Dans les listes électorales, 98,21 % des électeurs possèdent un suffixe en -յան (-yan) ou un de ces dérivés -եան (-ian), -յանu (-yans), -յանց (-yants), les autres terminaisons de noms indiquant des origines russes ou ukrainiennes (-ov/-ova, -ev/eva, -in/-ina, -ko/-ka, -tchuk/-yuk, -itch, -ski/-skaya) représentaient 1,27 % des électeurs, des origines géorgiennes (-idze/-adze, -shvili) 0,03 % et le suffixe (-unts ou -onts) 0,21 %.
Préfixe
Le préfixe Տեր (translittéré en Ter ou Der selon le dialecte) est utilisé pour désigner un prêtre et ses descendants.
La Racine des noms
Les racines des noms de famille sont des mots d’origine arménienne, mais peuvent être d’origine russe, géorgienne, perse pour les Arméniens orientaux, d’origine turque, grecque, arabe pour les Arméniens occidentaux.
Parents
La racine est dans la majorité des cas un prénom, prénom du père qui est devenu le nom de l’ancêtre par l’abandon du nom patronymique au profit du nom de famille. C’est le cas des 20 noms de famille les plus portés actuellement en Arménie :
translittération arménien oriental vers l’anglais | translittération arménien occidental vers français |
Grigoryan | Krikorian |
Harutyunyan | Haroutiounian |
Sargsyan | Sarkissian |
Hovhannisyan | Hovhannessian |
Khachatryan | Khatchatrian |
Hakobyan | Hagopian |
Petrosyan | Bedrossian |
Vardanyan | Vartanian |
Gevorgyan | Kevorkian |
Karapetyan | Garabedian |
Mkrtchyan | Meguerditchian |
Ghazaryan | Ghazarian |
Manukyan | Manoukian |
Avetisyan | Avedissian |
Poghosyan | Boghossian |
Martirosyan | Mardirossian |
Sahakyan | Sahakian |
Arakelyan | Arakelian |
Margaryan | Markarian |
Davtyan | Davidian |
Métier
La racine peut également désigner un métier pratiqué par le père autrefois, devenu l’ancêtre : Deukmedjian du turc Dökmedji (fondeur), Berberian du turc Berber (coiffeur), Sarafian de l’arabe Sarraf (banquier, monnayeur).
Lieu d’origine
La racine peut désigner un lieu, la terminaison finale est alors -lian. Elle désigne une personne ayant migré qui est identifiée par son lieu d’origine : Stamboulian - d’Istanbul, Izmirlian - d’Izmir, Sivaslian - de Sivas, Vanlian - de Van. Cette terminaison en -lian est utilisé pour les Arméniens de l'ex-Empire Ottoman. Pour les Arménien de l'ex-Empire Russe, on utilisait plutôt le -tsyan, issu du -tsi vu plus haut : par exemple Vantsyan pour une personne provenant de Van.
Caractéristique Physique
La racine peut renseigner sur une caractéristique physique parfois étonnante de l’ancêtre : Dilsizian signifiant sans langue (langue coupée), Vetsmadian, de l'arménien vets mad signifiant 6 doigts ou Moroukian, de l'arménien Morouk signifiant la barbe.

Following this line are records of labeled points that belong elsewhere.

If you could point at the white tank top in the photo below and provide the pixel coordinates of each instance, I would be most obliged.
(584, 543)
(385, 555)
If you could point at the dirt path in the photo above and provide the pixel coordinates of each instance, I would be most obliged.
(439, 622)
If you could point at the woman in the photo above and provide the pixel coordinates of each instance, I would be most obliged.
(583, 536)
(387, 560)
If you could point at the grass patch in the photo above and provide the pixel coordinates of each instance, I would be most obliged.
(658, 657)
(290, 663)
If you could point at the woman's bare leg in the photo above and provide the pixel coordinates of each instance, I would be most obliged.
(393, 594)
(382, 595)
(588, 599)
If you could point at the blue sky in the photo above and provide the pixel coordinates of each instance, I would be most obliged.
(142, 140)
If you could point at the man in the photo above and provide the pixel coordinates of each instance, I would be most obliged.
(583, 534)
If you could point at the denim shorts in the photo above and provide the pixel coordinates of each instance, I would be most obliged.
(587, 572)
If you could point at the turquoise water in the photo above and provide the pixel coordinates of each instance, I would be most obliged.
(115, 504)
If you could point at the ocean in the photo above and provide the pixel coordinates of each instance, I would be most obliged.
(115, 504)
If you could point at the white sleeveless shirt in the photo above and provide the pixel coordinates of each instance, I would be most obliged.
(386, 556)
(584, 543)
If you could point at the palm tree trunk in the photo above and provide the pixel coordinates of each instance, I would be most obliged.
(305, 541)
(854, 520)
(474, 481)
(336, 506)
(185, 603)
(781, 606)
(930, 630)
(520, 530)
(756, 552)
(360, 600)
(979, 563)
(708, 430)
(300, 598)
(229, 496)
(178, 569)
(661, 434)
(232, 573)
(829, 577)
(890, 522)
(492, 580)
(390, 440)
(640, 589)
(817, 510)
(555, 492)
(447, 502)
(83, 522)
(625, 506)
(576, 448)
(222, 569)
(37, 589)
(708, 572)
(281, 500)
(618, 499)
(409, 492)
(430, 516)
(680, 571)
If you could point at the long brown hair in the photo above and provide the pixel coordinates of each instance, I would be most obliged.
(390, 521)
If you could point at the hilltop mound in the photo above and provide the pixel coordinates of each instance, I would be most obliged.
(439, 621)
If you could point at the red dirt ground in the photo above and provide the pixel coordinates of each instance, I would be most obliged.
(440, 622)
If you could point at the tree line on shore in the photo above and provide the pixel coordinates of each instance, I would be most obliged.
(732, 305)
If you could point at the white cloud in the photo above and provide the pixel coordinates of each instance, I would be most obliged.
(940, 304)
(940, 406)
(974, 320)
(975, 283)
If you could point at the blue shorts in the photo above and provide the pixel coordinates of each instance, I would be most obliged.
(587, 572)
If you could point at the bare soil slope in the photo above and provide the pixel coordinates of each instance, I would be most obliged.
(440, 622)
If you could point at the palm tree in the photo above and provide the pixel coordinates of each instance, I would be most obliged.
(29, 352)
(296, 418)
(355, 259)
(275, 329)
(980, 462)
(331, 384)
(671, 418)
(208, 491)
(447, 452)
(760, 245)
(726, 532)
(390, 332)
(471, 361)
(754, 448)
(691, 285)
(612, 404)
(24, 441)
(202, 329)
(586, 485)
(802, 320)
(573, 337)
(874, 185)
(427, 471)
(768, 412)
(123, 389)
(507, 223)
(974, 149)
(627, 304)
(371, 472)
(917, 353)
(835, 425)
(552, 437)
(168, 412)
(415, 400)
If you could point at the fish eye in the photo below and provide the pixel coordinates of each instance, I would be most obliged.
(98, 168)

Altérations des noms de famille
Les noms de famille subissent des transformations suite aux migrations des Arméniens dans les pays de la Diaspora arménienne, notamment par la translittération des noms depuis l'alphabet arménien vers l'alphabet latin. Les deux dialectes arméniens principaux, l'arménien occidental parlé dans l'ex-Empire ottoman et l'Arménien oriental parlé dans l'ex-Empire Russe utilise le même alphabet arménien mais ne prononcent pas les lettres de la même façon. Aussi leur translittération est différente. Dans la liste des noms de famille ci-dessus, nous avons déjà entrevu ces différences. Nous verrons tous ces problèmes de transformations dans le prochain article de blog dédié aux spécificités de la généalogie arménienne.